There is little doubt that wealthy investors have flocked to ethical and socially responsible investing in recent years. Europe provides a good example of this trend. Research by the European Social Investment Forum (EuroSIF) found that high net worth individuals in Europe have around 8% of their portfolios in ethical assets, or around €540 billion.
This looks set to grow sharply. EuroSIF’s survey of wealthy investors and wealth managers taken by EuroSIF in the middle of last year found huge interest in ethical investing. In spite of the tumultuous conditions on financial markets, 87% of respondents said interest for sustainable investments would grow in the next three years and 75% of surveyed family offices said sustainable investment will increase in the generational transfer of their family’s wealth.
EuroSIF estimates that by 2012, wealthy investors will have 12% of their portfolios in ethical investments, or more that €1 trillion, with the bulk of the funds coming from newly wealthy entrepreneurs and existing investors.

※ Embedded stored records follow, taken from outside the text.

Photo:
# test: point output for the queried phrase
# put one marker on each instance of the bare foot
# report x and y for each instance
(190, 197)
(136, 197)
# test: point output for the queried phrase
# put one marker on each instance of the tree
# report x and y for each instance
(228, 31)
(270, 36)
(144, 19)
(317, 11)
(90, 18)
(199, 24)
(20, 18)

It’s a bold prediction, particularly given the shocking performance of equity markets in Europe and around the world, which is likely to have lopped between 30% and 50% off the fortunes of most wealthy entrepreneurs.
Many in the ethical investment industry are worried about how their relatively immature market will cope with a downturn of this magnitude. Will spooked investors simply retreat to familiar investments and dump their commitment to socially responsible investing?

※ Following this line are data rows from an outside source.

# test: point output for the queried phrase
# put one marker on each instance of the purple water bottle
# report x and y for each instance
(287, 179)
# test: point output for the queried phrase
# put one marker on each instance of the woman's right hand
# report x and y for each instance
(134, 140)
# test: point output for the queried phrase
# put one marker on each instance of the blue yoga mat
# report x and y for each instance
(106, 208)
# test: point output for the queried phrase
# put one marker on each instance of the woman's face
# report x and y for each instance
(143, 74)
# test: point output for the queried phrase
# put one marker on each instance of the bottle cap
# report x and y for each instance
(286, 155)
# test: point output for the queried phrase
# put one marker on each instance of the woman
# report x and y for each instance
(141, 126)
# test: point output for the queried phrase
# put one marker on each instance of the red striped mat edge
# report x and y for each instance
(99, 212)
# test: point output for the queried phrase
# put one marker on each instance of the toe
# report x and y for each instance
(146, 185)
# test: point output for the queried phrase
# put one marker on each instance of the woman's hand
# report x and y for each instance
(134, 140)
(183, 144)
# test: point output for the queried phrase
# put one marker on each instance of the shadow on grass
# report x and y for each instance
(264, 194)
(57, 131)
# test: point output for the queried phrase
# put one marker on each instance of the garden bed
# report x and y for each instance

So far, it appears wealthy investors are sticking to their ideals.
In October, at the height of the credit crisis, outflows from European managed funds hit €154 billion, or 0.11% of total funds. By contrast, outflows from green funds were €834.7 million or 0.05% of total funds, and socially responsible investment (SRI) funds lost €496.3 million, or just 0.01% of their total.
Exactly how long wealthy investors remain committed to ethical investments probably depends on whether these funds can hold their own against non-constrained investment options.

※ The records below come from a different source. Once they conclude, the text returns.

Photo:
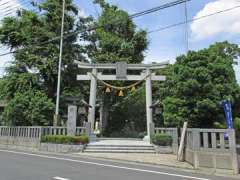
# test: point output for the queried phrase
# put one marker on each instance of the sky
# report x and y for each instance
(169, 43)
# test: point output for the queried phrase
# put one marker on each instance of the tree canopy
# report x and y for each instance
(197, 83)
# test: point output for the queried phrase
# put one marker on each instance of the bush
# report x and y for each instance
(161, 139)
(61, 139)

While measuring the performance of SRI investments is a fairly contentious issue (mainly because of the huge variety of SRI funds out there) research from fund research firm Lipper shows that between 2003 and the peak of the US equity market in 2007, the median SRI fund underperformed the median regular fund by around 2%.
Further to this, there is some research to suggest that ethical investments funds may be at a disadvantage during a downturn because they exclude so-called sin industries such as alcohol, tobacco and casinos, which tend to do rather well during recessions. Indeed, analysis released last year by Merrill Lynch shows that, during the six recessions since 1970, alcohol, tobacco and casino stocks have, on average, returned 11%, compared with a 1.5% loss for the S&P500.
However, this recession appears to be a little different, and cigarettes, whisky and punting just aren’t holding up like they used to – in Australia, gaming and alcohol stocks have been particularly savaged in recent months.
Ethical investments, on the other hand, appear to be holding their own. The editor of British SRI site Responsible Investor, Hugh Wheelan, says SRI funds have actually outperformed their mainstream counterparts, returning -40.7% compared with -41.8%. They are not exactly pretty results, but wealthy ethical investors can take heart that they won’t lose out too badly if they follow their convictions with their portfolio.
The debate about whether investing ethically can deliver better returns over the long term is unlikely to be solved any time soon – a quick internet research reveals any number of academic papers and pieces of broker research supporting both arguments.
Anyway, the rise in ethical investing among the wealthy appears to be driven by more than raw figures. A generational change appears to be taking place in the high net worth individual community, and this younger breed want to be seen to do the right thing.
As one wealthy respondent told the EuroSIF survey: “Successful entrepreneurs of today are not the industrialists of yesterday.”